Working with Transcripts¶

pycamtasia can parse word-level transcripts from two sources: TechSmith Audiate and WhisperX. Both produce a Transcript object with the same API — a list of Word objects with start/end timestamps.

From Audiate¶

Audiate is TechSmith’s companion app for recording and transcribing voiceovers. The .audiate file uses the same JSON schema as Camtasia .tscproj files, with transcription data stored as keyframes.

from camtasia.audiate import AudiateProject

project = AudiateProject('path/to/file.audiate')
for word in project.transcript.words:
    print(f"{word.start:.2f}s: {word.text}")

AudiateProject also exposes:

project.language — language code (e.g. 'en')
project.audio_duration — total audio length in seconds
project.source_audio_path — resolved path to the source audio file
project.session_id — UUID for linking back to a Camtasia session

From WhisperX¶

WhisperX is a free, locally-run speech recognition model that produces word-level timestamps. Install it separately (pip install whisperx).

import whisperx
from camtasia.audiate import Transcript

model = whisperx.load_model('large-v3', 'cpu', compute_type='int8')
audio = whisperx.load_audio('voiceover.wav')
result = model.transcribe(audio, batch_size=4, language='en')
model_a, metadata = whisperx.load_align_model(language_code='en', device='cpu')
result = whisperx.align(result['segments'], model_a, metadata, audio, 'cpu')

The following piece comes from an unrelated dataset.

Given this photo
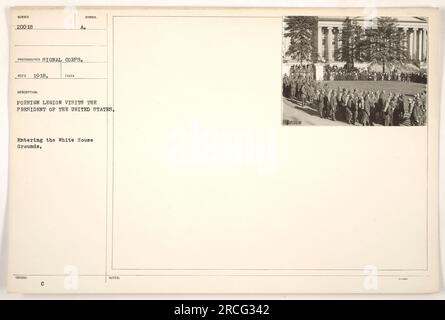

transcript = Transcript.from_whisperx_result(result)
print(f"{len(transcript.words)} words, duration: {transcript.duration:.1f}s")

The alignment step (whisperx.align) is critical — it produces the word-level timestamps that pycamtasia needs. Without it, you only get segment-level timing.

Transcript API¶

Once you have a Transcript, the API is the same regardless of source:

Properties¶

transcript.words — list of Word objects
transcript.full_text — all words joined by spaces
transcript.duration — time of the last word’s end (seconds)

find_phrase¶

Find the first word where a phrase begins:

word = transcript.find_phrase("click the submit button")
if word:
    print(f"Found at {word.start:.2f}s")

Matching is case-insensitive and checks consecutive words.

words_in_range¶

Get all words within a time window:

segment = transcript.words_in_range(10.0, 20.0)
for w in segment:
    print(f"  {w.start:.2f}s: {w.text}")

Word fields¶

Each Word has:

Field	Type	Description
`text`	`str`	The word text
`start`	`float`	Start time in seconds
`end`	`float \| None`	End time in seconds (None if unavailable)
`word_id`	`str`	Unique identifier

Audiate vs WhisperX¶

Both produce similar quality transcripts. The main differences:

	Audiate	WhisperX
Cost	Paid (TechSmith subscription)	Free / open source
Runs	Cloud	Locally (CPU or GPU)
Integration	Native `.audiate` file	Requires alignment step
Languages	Multiple	Multiple (large-v3)

WhisperX with the large-v3 model produces comparable word-level accuracy to Audiate. If you’re already using Audiate for recording, use its transcript directly. Otherwise, WhisperX is a solid free alternative.